A question that she asks that has provided some deep conversations in the “Let’s Talk About Race” group is, “Where does it hurt?”
I was thinking of her question the other day when I heard an Oprah podcast where a book she has co-authored asks the question, “What happened to you?”
These can be tough questions. Both questions ask us to look inside at our own hurts and our own life circumstances that have led us to do and say things that keep us stuck. Where are the places in our lives where our deep hurts keep us from seeing how the way we show up in the world does not connect what we believe about ourselves?
As members of the United Church of Christ, we pride ourselves on being first to justice and understanding terms like unconscious bias and micro-aggressions. But understanding those terms with our head and understanding them with our heart can be two different things.

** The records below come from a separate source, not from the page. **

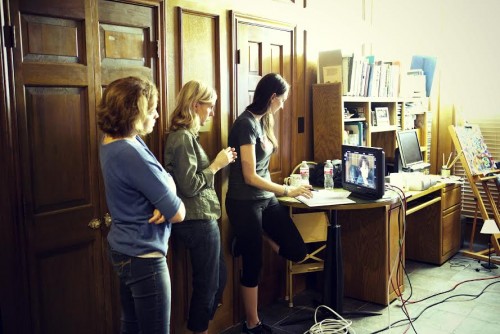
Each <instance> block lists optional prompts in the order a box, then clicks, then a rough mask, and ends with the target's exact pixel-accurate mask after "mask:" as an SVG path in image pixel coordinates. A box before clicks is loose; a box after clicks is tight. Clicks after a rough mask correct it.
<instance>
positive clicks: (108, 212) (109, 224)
mask: <svg viewBox="0 0 500 334" xmlns="http://www.w3.org/2000/svg"><path fill="white" fill-rule="evenodd" d="M112 222H113V219H112V218H111V215H110V214H109V212H106V214H105V215H104V225H106V227H110V226H111V223H112Z"/></svg>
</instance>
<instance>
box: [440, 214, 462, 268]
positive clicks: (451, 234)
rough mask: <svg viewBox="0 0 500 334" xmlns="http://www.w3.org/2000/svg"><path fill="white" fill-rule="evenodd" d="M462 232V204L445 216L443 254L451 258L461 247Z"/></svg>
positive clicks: (444, 222)
mask: <svg viewBox="0 0 500 334" xmlns="http://www.w3.org/2000/svg"><path fill="white" fill-rule="evenodd" d="M460 232H461V226H460V206H456V207H455V210H453V211H451V212H449V213H448V214H446V215H444V216H443V223H442V248H441V256H446V258H449V257H451V256H452V255H454V254H455V253H456V252H457V251H458V250H459V249H460ZM443 262H444V261H443Z"/></svg>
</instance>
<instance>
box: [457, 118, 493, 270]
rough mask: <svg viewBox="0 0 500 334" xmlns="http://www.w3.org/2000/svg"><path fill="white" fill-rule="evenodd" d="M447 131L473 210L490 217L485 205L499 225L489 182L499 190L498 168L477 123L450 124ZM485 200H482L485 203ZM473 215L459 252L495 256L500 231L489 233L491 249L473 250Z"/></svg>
mask: <svg viewBox="0 0 500 334" xmlns="http://www.w3.org/2000/svg"><path fill="white" fill-rule="evenodd" d="M448 130H449V131H450V135H451V139H452V140H453V144H454V145H455V148H456V149H457V151H458V152H459V153H458V156H457V157H459V158H460V161H461V163H462V166H463V167H464V170H465V174H466V176H467V180H468V181H469V184H470V187H471V190H472V193H473V195H474V200H475V201H476V212H477V210H478V211H479V212H480V214H481V218H482V219H483V221H486V220H487V219H491V218H490V217H489V214H488V211H487V207H486V206H487V205H488V206H489V208H490V209H491V211H492V212H493V216H494V217H493V219H494V220H495V223H496V224H497V226H498V227H499V228H500V213H499V211H498V208H497V203H496V202H495V200H494V198H493V195H492V193H491V190H490V187H489V183H491V182H494V183H495V186H496V188H497V190H498V191H499V192H500V181H499V178H498V173H500V170H498V169H496V167H495V162H494V160H493V158H492V156H491V154H490V152H489V151H488V148H487V146H486V143H485V142H484V138H483V136H482V134H481V130H480V128H479V126H478V125H465V126H454V125H450V126H449V127H448ZM479 184H480V185H481V186H482V189H483V191H484V194H485V196H484V197H485V198H484V199H483V196H481V192H480V190H479V188H478V185H479ZM485 202H486V203H485ZM475 226H476V217H475V218H474V224H473V228H472V236H471V244H470V248H469V250H468V251H464V252H463V254H464V255H467V256H470V257H472V258H475V259H478V260H483V261H488V260H489V259H488V255H489V254H490V253H491V252H495V253H496V255H500V244H499V242H498V239H499V238H500V234H493V235H491V245H492V247H493V249H490V248H488V249H486V250H481V251H476V252H475V251H473V249H472V243H473V237H474V233H475ZM491 262H493V263H496V264H500V260H498V259H491Z"/></svg>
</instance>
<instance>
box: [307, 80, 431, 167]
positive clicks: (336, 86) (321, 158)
mask: <svg viewBox="0 0 500 334" xmlns="http://www.w3.org/2000/svg"><path fill="white" fill-rule="evenodd" d="M312 96H313V128H314V131H313V132H314V161H325V160H327V159H340V158H341V149H342V144H344V143H345V144H355V143H354V142H353V141H351V139H354V137H352V136H349V135H348V134H346V133H345V131H346V128H347V129H350V128H351V127H350V126H348V125H351V124H352V123H356V124H359V123H361V124H362V125H363V140H362V143H361V144H362V145H364V146H372V147H381V148H383V149H384V151H385V154H386V160H387V161H388V162H391V161H393V160H394V151H395V149H396V147H397V146H396V145H397V144H396V131H397V130H399V129H408V128H415V130H416V131H417V135H418V136H419V141H420V145H421V150H422V154H423V156H424V160H425V161H428V160H429V156H428V152H430V150H429V147H428V145H429V143H430V140H429V131H428V129H427V127H428V119H427V117H428V116H427V115H428V112H429V111H428V108H429V101H428V98H411V97H408V98H403V97H362V96H343V95H342V84H341V83H326V84H314V85H313V94H312ZM376 108H381V110H382V111H381V112H379V116H380V115H385V114H387V115H386V117H387V118H388V120H389V122H388V124H387V122H385V124H384V125H378V124H377V122H376V115H375V114H374V113H372V110H373V111H374V110H375V109H376ZM345 109H347V110H348V111H349V115H352V117H355V118H352V117H351V118H346V117H345V114H344V110H345ZM384 109H385V110H386V111H383V110H384ZM356 111H357V114H356ZM362 111H364V113H361V112H362ZM360 114H361V115H360ZM363 114H364V116H363ZM357 122H359V123H357ZM358 144H359V142H358Z"/></svg>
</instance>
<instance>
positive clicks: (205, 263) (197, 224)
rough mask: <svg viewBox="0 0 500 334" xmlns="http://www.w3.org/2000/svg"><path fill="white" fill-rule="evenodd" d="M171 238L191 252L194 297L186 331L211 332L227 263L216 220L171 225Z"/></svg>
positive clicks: (189, 304) (210, 220)
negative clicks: (207, 330) (205, 330)
mask: <svg viewBox="0 0 500 334" xmlns="http://www.w3.org/2000/svg"><path fill="white" fill-rule="evenodd" d="M172 238H175V239H176V240H180V241H182V242H183V243H184V245H185V246H186V247H187V248H188V249H189V255H190V258H191V266H192V269H193V293H192V295H191V302H190V304H189V320H188V324H187V327H188V329H189V330H191V331H193V332H202V331H204V330H206V329H208V322H209V321H210V320H211V319H213V317H214V314H215V311H216V310H217V305H218V303H219V302H220V301H221V300H222V293H223V292H224V287H225V286H226V280H227V273H226V263H225V262H224V257H223V254H222V251H221V238H220V231H219V225H218V224H217V221H216V220H186V221H184V222H182V223H179V224H173V225H172Z"/></svg>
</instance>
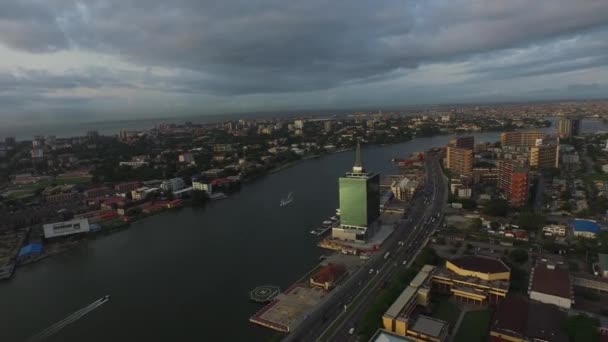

Where are the hurts in our lives that prevent us from seeing how the very thing that we say we understand, shows up in the way we behave in particular situations?
What has happened to us in our lives that influences whether we have the courage to speak out and stand up to racism and oppression? What has happened to us in our lives that is so embedded in our very being that we don’t even recognize when it shows up as a blind spot in our journey for authentic relationships with all of God’s creation?
What are the hurts in our lives that cause us to re-live those painful experiences in encounters with people who remind us of what we want to forget?
What are the events in our lives from months or years ago that impact the way we feel about a particular situation or shows up in the way we respond to that current reality?
These are a lot of questions, I know. They are questions that I am doing my best to ask myself every day. I see how a reaction to an event is connected to something that happened last week or last year or three decades ago. And, when I look at it from that perspective, it can change the way I respond or at least provides an awareness of what I need to work on in my own life.
I believe this is part of what it means when people tell those of us who are aware of our privilege that we need to do our own work and cannot expect people who have experienced the effects of our privilege to tell us what we have done wrong. This is why it is important for us to find others who share our similar privilege to work on our “stuff” together so we are not burdening someone else by asking them to teach us.
“The Elephant in the Room: Listen. Reflect. Learn.”
This theme for our 2021 Annual Gathering is an invitation for us to do just that—listen to what is happening in our life; reflect on where it hurts or on what has happened to us; learn from those experiences so we can begin to undo the generations of damage that systemic racism and systemic prejudice has created in us and in the world around us.